I attended U.S. Rep. Doug Collins' town hall last Wednesday night and was thankful he answered many questions from a mostly Democratic audience. His answers were the same as they have always been, based on his belief that because we are liberals, we will never agree and he doesn’t plan to compromise.

One of the questions he did not get to was mine on the Republican tax reform plan. Rep. Collins has been posting on his Facebook account about the amazing tax plan that the Republicans are devising. When I called his office to ask what the plan was and where they were getting the information for these Facebook posts, they said I should look at the Ways and Means Committee website.

So I did. Everything Rep. Collins is posting comes directly from this website; the information was developed by the Tax Foundation, a right-leaning think tank that uses some facts and then presents them in such loaded language that everyone will jump on board.

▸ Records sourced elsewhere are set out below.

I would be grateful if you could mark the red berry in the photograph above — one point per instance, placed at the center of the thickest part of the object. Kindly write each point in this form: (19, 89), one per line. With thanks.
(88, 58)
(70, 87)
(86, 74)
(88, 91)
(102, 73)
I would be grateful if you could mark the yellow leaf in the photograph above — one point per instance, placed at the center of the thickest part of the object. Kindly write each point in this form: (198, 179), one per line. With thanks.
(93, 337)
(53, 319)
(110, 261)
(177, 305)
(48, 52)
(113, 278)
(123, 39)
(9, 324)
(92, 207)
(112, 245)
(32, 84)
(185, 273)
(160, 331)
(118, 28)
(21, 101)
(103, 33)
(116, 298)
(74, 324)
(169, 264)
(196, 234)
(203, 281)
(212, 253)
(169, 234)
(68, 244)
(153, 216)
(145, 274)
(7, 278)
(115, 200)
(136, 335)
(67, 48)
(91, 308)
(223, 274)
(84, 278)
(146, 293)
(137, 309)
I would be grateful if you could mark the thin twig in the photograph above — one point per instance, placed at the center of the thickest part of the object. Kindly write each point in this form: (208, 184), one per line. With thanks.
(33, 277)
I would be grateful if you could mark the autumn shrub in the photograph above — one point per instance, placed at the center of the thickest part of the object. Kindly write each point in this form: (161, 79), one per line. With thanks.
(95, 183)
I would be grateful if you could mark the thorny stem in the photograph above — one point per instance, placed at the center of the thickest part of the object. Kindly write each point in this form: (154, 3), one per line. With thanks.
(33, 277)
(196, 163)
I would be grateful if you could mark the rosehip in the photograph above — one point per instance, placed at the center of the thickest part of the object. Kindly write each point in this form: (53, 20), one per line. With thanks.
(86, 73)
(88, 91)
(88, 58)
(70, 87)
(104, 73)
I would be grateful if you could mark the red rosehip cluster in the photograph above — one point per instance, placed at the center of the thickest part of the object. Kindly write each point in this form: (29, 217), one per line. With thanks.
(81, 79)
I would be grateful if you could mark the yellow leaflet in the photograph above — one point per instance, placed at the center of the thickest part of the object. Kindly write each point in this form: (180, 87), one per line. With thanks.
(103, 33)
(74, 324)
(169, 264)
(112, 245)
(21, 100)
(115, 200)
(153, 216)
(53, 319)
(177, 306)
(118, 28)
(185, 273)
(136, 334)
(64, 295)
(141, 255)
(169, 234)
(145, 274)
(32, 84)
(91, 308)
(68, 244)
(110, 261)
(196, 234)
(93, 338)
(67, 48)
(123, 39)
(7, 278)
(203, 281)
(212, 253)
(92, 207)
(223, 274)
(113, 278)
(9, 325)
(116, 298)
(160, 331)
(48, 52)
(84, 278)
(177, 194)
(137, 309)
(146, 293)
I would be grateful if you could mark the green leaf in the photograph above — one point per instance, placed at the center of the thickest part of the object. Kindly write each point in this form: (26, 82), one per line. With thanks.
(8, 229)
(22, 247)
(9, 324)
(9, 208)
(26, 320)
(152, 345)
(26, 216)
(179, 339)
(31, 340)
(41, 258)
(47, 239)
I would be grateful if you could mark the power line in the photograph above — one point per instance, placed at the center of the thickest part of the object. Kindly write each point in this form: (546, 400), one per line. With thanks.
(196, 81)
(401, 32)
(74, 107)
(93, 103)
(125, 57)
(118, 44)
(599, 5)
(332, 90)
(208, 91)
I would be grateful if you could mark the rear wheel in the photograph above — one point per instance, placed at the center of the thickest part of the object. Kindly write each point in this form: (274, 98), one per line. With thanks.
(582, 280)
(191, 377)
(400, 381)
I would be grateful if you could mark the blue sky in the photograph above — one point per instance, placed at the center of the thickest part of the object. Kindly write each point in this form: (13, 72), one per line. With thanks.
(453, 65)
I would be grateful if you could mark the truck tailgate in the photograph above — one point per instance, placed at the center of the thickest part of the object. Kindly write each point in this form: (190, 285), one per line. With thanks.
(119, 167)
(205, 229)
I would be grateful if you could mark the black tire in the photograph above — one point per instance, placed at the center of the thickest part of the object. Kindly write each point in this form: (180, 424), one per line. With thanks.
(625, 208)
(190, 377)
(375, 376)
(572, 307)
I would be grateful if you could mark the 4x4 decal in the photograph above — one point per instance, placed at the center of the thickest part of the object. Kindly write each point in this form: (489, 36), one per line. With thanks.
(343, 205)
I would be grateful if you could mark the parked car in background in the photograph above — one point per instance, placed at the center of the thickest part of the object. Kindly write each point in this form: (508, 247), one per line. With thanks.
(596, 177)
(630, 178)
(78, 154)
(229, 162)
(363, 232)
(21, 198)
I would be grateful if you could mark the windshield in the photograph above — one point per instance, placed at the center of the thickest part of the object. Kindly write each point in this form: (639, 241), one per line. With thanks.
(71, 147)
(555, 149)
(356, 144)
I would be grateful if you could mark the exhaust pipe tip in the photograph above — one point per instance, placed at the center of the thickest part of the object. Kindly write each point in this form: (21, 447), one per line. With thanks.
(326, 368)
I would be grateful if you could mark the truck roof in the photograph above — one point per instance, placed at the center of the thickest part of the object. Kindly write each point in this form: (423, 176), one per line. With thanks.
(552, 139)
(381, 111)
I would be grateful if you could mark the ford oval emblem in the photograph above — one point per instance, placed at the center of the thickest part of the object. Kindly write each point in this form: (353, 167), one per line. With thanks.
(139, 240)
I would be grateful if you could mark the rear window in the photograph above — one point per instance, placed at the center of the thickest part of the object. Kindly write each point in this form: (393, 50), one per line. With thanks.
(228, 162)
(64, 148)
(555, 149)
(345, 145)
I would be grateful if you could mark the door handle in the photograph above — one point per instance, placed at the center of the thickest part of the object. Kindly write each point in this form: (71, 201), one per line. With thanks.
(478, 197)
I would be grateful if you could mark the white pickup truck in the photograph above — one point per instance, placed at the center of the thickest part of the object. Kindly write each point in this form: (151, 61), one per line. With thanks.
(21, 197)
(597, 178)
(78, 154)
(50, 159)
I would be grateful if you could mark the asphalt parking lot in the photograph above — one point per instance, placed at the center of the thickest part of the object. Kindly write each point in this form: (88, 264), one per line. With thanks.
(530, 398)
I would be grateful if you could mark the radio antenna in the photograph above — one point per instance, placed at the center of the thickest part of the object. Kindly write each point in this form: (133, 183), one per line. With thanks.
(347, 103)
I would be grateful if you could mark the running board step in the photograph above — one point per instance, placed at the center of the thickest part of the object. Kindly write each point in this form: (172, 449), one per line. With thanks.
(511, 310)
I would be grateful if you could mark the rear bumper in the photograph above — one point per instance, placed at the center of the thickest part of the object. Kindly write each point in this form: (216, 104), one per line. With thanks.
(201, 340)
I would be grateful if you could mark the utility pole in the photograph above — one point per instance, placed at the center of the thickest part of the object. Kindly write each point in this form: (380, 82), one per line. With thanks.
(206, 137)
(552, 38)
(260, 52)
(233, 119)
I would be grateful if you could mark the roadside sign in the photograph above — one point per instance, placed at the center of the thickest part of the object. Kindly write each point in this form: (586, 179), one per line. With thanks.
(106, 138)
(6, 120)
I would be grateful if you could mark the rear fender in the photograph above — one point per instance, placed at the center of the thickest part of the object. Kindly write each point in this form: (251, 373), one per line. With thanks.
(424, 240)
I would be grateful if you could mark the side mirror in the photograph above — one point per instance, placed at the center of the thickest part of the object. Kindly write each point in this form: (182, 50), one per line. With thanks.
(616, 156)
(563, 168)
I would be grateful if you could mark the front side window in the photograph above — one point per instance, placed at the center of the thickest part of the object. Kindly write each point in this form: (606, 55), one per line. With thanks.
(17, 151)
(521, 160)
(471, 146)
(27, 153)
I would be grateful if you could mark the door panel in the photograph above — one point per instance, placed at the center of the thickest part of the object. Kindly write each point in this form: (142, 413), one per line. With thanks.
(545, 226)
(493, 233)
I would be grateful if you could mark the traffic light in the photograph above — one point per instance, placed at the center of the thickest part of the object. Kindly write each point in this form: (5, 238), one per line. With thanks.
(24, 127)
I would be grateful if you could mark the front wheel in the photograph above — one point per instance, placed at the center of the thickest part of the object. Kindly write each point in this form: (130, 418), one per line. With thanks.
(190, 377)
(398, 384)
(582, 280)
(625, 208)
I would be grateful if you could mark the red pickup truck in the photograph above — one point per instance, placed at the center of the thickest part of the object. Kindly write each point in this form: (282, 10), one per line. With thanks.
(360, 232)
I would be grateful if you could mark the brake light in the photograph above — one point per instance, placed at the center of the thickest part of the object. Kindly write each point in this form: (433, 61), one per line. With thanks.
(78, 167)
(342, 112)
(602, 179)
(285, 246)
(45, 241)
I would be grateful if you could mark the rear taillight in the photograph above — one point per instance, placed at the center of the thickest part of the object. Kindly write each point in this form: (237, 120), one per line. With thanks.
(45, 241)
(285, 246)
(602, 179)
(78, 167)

There is absolutely NO information on the website about the actual plan, i.e., what will it really do?

When I called to ask about it, the answer was simply they are still working on it. When I asked if we could ask Rep. Collins for some specifics, the answer was no, those aren’t available yet.

So how can they publish a website based on no facts or knowledge and post the same information on Facebook? Isn’t it obvious? The Republican tax plan is to make false promises and keep us in the dark until it is time to pass it!

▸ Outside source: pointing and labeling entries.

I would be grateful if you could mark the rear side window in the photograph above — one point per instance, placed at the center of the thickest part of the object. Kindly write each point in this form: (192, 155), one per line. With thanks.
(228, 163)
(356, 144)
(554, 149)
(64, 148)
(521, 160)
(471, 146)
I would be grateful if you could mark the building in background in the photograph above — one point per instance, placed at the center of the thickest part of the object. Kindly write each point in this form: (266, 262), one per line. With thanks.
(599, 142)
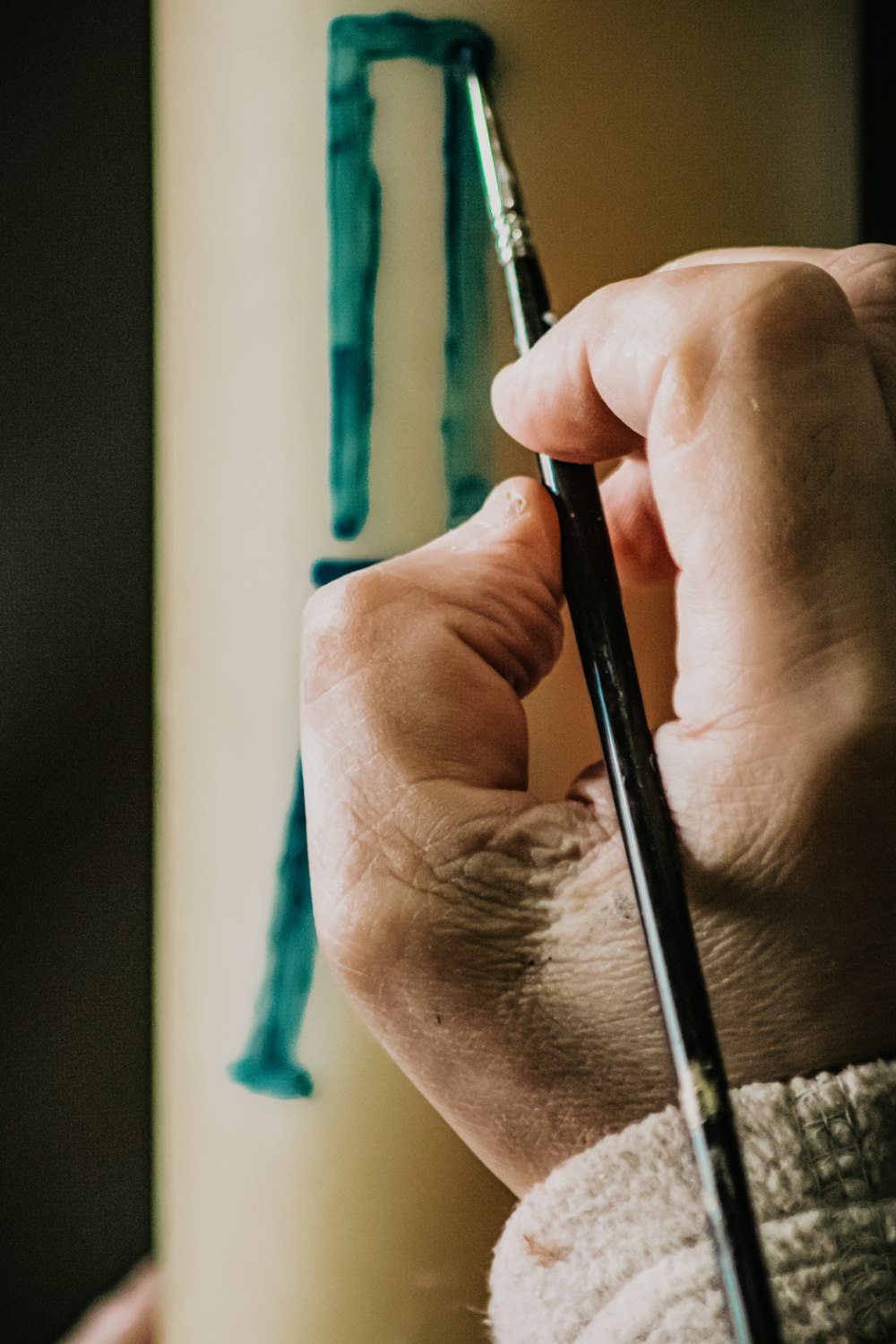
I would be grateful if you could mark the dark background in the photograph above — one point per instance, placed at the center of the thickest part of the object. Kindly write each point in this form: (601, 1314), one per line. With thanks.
(75, 499)
(75, 789)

Another think tank, Brookings Tax Policy Center, which is wholly nonpartisan, has some other information we can use. If the Republicans go along with the basic one-page tax plan put forth by Trump, this is what you can expect:

The plan will be a boon to the rich; it will repeal the estate tax and investment tax for health care and lower the effective individual and corporate tax rate. The plan would mean that 51 percent of the benefits from this tax plan would go to the wealthiest 1 percent of taxpayers.

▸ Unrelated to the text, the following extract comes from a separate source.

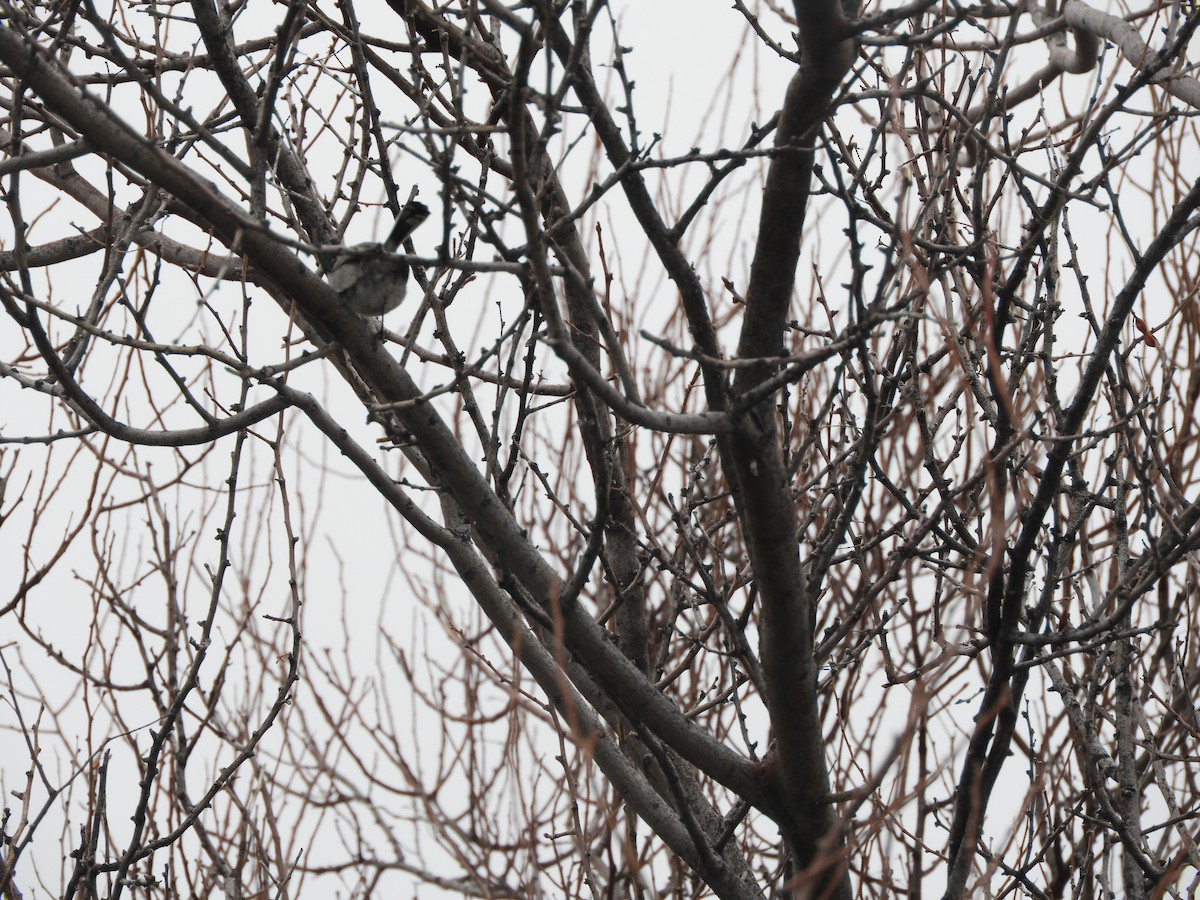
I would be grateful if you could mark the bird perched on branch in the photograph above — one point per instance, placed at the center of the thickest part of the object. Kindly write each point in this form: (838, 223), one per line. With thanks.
(370, 277)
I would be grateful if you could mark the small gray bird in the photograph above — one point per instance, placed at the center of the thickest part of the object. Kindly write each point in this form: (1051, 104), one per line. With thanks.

The plan could damage our economy, as tax rates are already at historical lows.

If this plan is implemented, there will have to be drastic cuts in domestic programs (Medicaid, Medicare, Social Security, public education, etc.). So for the average person, especially seniors and students, this plan would give you a nickel and take away a dollar someplace else.

So when you read the Facebook post on Rep. Collins Facebook page which says taxpayers will see a $5,000 average tax relief, that’s because the billionaires will save hundreds of thousands and the regular people making $40,000 or $50,000 a year will see around $250.

The deceit is unbelievable — morally and ethically beyond anyone’s imagination!